Fondée en 1540 par des conquistadors espagnols, Arequipa connut plusieurs époques marquantes qui laissèrent chacune une forme d'architecture spécifique : sa qualité de village pendant les quarante premières années, puis l'époque baroque, les styles rococo et néoclassique, l'empirisme moderne et le néoclassicisme, et finalement l'époque contemporaine. Enfin, la ville aura eu cette particularité de connaître de nombreux tremblements de terre, dont celui très violent de 1582 qui engendra une évolution majeure dans le style architectural d'Arequipa qui adopta des techniques antisismiques de construction, par la démultiplication de voûtes notamment et l'utilisation du sillar, roche volcanique à la fois tendre, résistante et légère et parfaitement adaptée aux tremblements de terre.

L'évangélisation de la ville qui suivit la conquête espagnole laissa évidemment de très nombreux édifices religieux. Nous avons entre autres découvert l'église de San Francisco, celle de La Compania avec sa magnifique façade ornée, ainsi que celle de San Agustin. Cette dernière nous a montré l'exemple d'un travail de restauration particulièrement impressionnant. Détruite par un tremblement de terre en 1868, elle bénéficia de plusieurs programmes de conservation dont le dernier en date fut achevé en 2005 et nous a permis de découvrir un intérieur "flambant neuf" très esthétique.

La cathédrale, sur la place principale de la ville bien sûr (Plaza de Armas), est le plus imposant des édifices religieux néoclassique d'Arequipa.

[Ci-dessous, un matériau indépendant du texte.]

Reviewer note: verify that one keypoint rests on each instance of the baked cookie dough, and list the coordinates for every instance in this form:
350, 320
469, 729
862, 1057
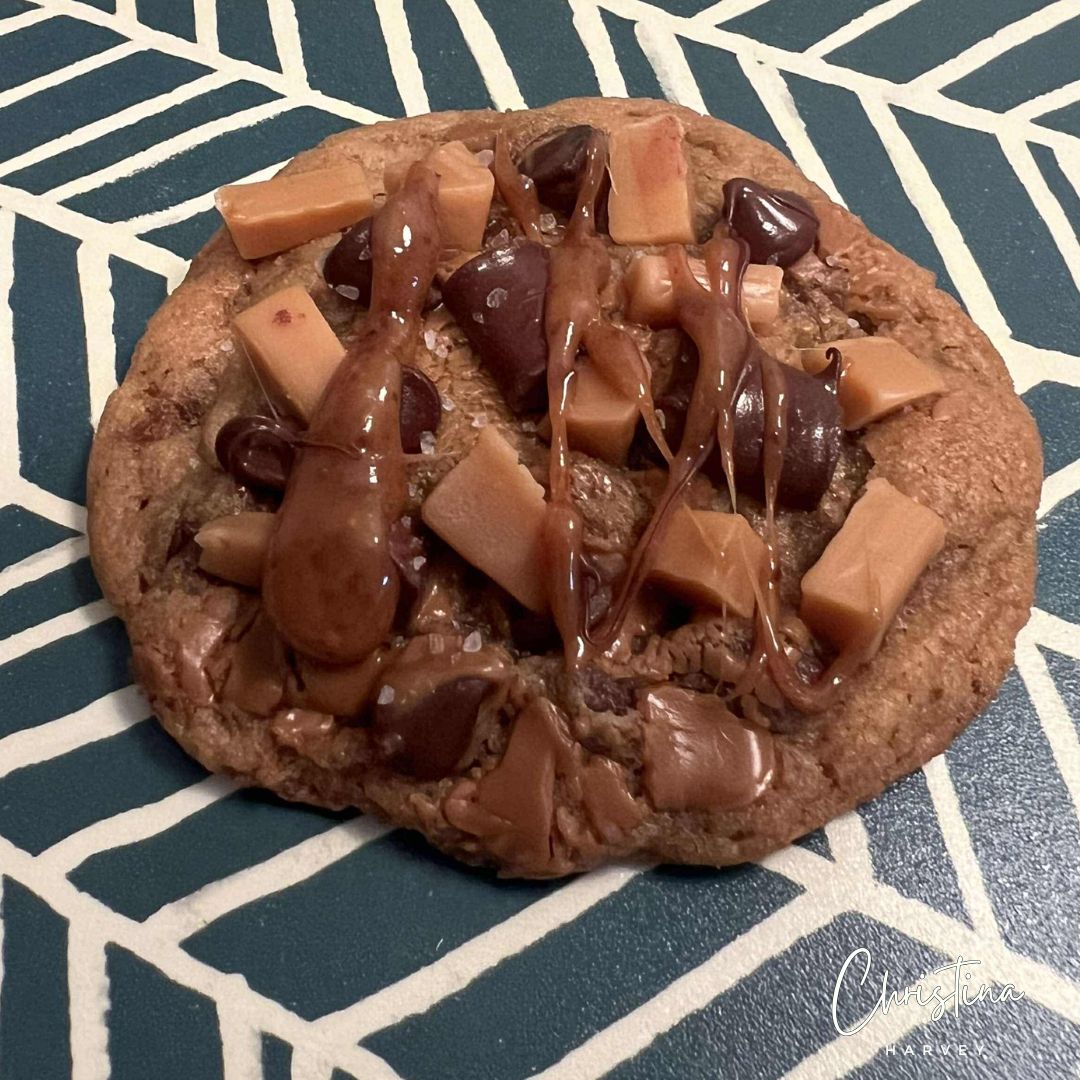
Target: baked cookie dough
568, 485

Mais le bâtiment incontournable est le très grand couvent de Santa Catalina, que nous avons visité avec une guide (parlant français de surcroît) pendant une bonne heure. Véritable village dans la ville, entouré de hauts murs, il n'héberge aujourd'hui plus qu'une trentaine de soeurs qui n'occupent qu'une relative petite surface du lieu. Grâce aux explications de notre guide, nous avons pu en découvrir davantage sur les moeurs de ces soeurs à l'époque, appartenant à l'ordre contemplatif et totalement isolées du reste de la société. Le couvent comporte des rues aux noms de villes espagnoles, plusieurs cloîtres et leurs chapelles, etc. Nous avons également pu visiter certaines chambres habitées autrefois par les soeurs. Celles-ci sont certes sobres mais parfois bien grandes avec jardin, cuisine, salles pour les servantes (de une à quatre servantes par soeur), etc. Il faut dire que la famille de chaque soeur payait tout d'abord pour son entrée au couvent, puis pour son installation et donc pour l'aménagement de la chambre. Les plus riches étaient donc les mieux installées, ça n'est pas très égalitaire tout ça, mais après tout le fait même de devenir soeur au couvent n'était pas un choix de cette dernière : il était de bon ton, à l'époque, de marier sa première fille et d'envoyer la seconde au couvent. Cette pratique a pris fin avec le concile Vatican I au XIX ème siècle.

L'originalité d'Arequipa ne s'exprime pas seulement à travers ses bâtiments religieux. Les "casonas", maisons aux caractéristiques bien spécifiques, sont nombreuses à travers le centre ville. On notera également la profusion de porches, de voûtes, de colonnes, de corniches et bien entendu les couleurs de nombreux édifices, un magnifique bleu indigo notamment pour certains bâtiments coloniaux.

Rudement éprouvée par les tremblements de terre, Arequipa n'a heureusement pas attendu son inscription par l'Unesco pour rénover et entretenir ses bâtiments. La beauté de la ville est finalement encore plus impressionnante lorsque l'on sait ce qu'elle a enduré et les nombreux édifices qui ont été pour certains plusieurs fois reconstruits. Ce magnifique centre ville nous aura véritablement séduits, grâce à la diversité de ses éléments architecturaux qui en font un lieu fort agréable à découvrir, ainsi que par son état de conservation exemplaire.